Rusert Earns Honorable Mention in MLA First Book Competition
Britt Rusert, associate professor of Afro-American studies, has earned an honorable mention from the Modern Language Association in the annual MLA Prize for a First Book competition. Rusert was honored for her book “Fugitive Science: Empiricism and Freedom in Early African American Culture,” published by the New York University Press.
The MLA Prize for a First Book was established in 1993. It is awarded annually for the first book-length publication of a member of the association that is a literary or linguistic study, a critical edition of an important work, or a critical biography.
In its citation, the award selection committee said, “‘Fugitive Science: Empiricism and Freedom in Early African American Culture’ constructs a new archive, expanding what constitutes science in the antebellum United States to include fugitive projects ranging from a black gravedigger’s authoritative knowledge of human skulls to Sarah Mapps Douglass’s health activism among African American women in Philadelphia.
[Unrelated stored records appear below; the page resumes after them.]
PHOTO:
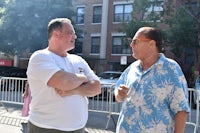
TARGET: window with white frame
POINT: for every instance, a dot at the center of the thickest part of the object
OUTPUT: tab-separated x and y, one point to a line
80	15
97	12
123	12
95	44
120	45
79	45
154	12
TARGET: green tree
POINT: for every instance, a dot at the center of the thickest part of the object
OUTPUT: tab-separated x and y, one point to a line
184	31
24	23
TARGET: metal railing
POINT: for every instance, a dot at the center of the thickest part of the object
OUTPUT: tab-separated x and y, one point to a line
11	90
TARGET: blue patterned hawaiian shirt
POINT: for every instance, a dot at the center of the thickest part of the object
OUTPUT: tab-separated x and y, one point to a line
154	98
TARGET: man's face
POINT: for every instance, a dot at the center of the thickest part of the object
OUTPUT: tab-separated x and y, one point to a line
139	45
68	37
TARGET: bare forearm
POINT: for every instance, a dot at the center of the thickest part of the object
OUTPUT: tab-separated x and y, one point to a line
66	81
180	120
88	89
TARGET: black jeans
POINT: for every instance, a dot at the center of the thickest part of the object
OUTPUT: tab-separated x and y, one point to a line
34	129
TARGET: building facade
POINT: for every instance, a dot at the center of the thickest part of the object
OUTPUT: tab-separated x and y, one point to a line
102	41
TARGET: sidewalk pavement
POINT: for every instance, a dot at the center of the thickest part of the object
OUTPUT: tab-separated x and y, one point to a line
12	122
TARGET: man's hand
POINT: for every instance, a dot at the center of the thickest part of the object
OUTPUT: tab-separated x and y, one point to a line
121	93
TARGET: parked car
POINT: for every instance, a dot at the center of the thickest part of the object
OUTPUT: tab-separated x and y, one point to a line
109	77
108	80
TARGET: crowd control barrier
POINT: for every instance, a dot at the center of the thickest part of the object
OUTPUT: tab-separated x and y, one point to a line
11	91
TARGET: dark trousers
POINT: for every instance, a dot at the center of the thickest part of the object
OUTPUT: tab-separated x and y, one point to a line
34	129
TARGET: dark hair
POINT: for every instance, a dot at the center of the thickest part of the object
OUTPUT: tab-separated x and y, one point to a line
57	24
154	34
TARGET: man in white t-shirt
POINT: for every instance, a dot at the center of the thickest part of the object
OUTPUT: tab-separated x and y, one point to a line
60	84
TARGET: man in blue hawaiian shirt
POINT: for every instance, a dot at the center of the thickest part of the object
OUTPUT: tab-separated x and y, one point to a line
153	89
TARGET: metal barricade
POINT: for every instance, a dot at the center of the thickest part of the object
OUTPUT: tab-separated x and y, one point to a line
105	102
12	89
193	116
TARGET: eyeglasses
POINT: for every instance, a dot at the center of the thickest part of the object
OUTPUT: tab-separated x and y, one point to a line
71	33
137	40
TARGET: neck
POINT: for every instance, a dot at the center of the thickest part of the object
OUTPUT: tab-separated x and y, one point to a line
58	52
149	61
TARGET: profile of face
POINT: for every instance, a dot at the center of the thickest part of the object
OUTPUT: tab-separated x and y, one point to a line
68	36
140	45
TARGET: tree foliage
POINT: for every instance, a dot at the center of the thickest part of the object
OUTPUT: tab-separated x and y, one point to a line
24	23
183	32
140	7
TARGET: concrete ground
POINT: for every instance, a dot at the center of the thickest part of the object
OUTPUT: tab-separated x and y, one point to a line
12	122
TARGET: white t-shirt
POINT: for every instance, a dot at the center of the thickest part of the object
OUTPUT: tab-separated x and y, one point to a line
48	109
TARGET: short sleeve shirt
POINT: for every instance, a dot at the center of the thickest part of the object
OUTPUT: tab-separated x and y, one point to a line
154	98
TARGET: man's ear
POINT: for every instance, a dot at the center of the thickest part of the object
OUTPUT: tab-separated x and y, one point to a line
153	43
56	33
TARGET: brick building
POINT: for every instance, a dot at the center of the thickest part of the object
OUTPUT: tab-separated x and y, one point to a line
102	41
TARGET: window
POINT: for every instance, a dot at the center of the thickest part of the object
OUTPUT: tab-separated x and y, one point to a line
79	45
97	11
95	48
122	13
80	15
154	12
120	45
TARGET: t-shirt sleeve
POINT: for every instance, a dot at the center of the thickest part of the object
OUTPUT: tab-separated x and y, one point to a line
41	67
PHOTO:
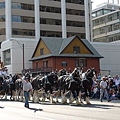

It shows not only how such projects refuted dominant, white supremacist racial science that made black bodies into objects of exhibition and experimentation but also how they mobilized empiricism to advocate for the equal personhood and emancipation of black subjects. Exploring with subtlety and tact the outer limits of this archive where, because of slavery’s ban on literacy, further acts of scientific inquiry remain unrecorded, Britt Rusert makes readers newly aware of the courage and innovative thinking present in early African American culture.”
Rusert is the co-editor of W.E.B. Du Bois’ “Data Portraits: Visualizing Black America.” She received her Ph.D. from Duke University. Her research and teaching focus on African American literature and visual culture, Afrofuturism, speculative fiction, science and technology studies, gender and sexuality, and critical theory, especially Marxism, psychoanalysis, and black radical thought. She is currently working on a monograph about William J. Wilson’s “Afric-American Picture Gallery,” a text that imagines the first museum of black art in the United States. With Adrienne Brown, she is also editing W.E.B. Du Bois’s short genre fiction. Their edition of Du Bois’s fantasy story “The Princess Steel” was published in PMLA.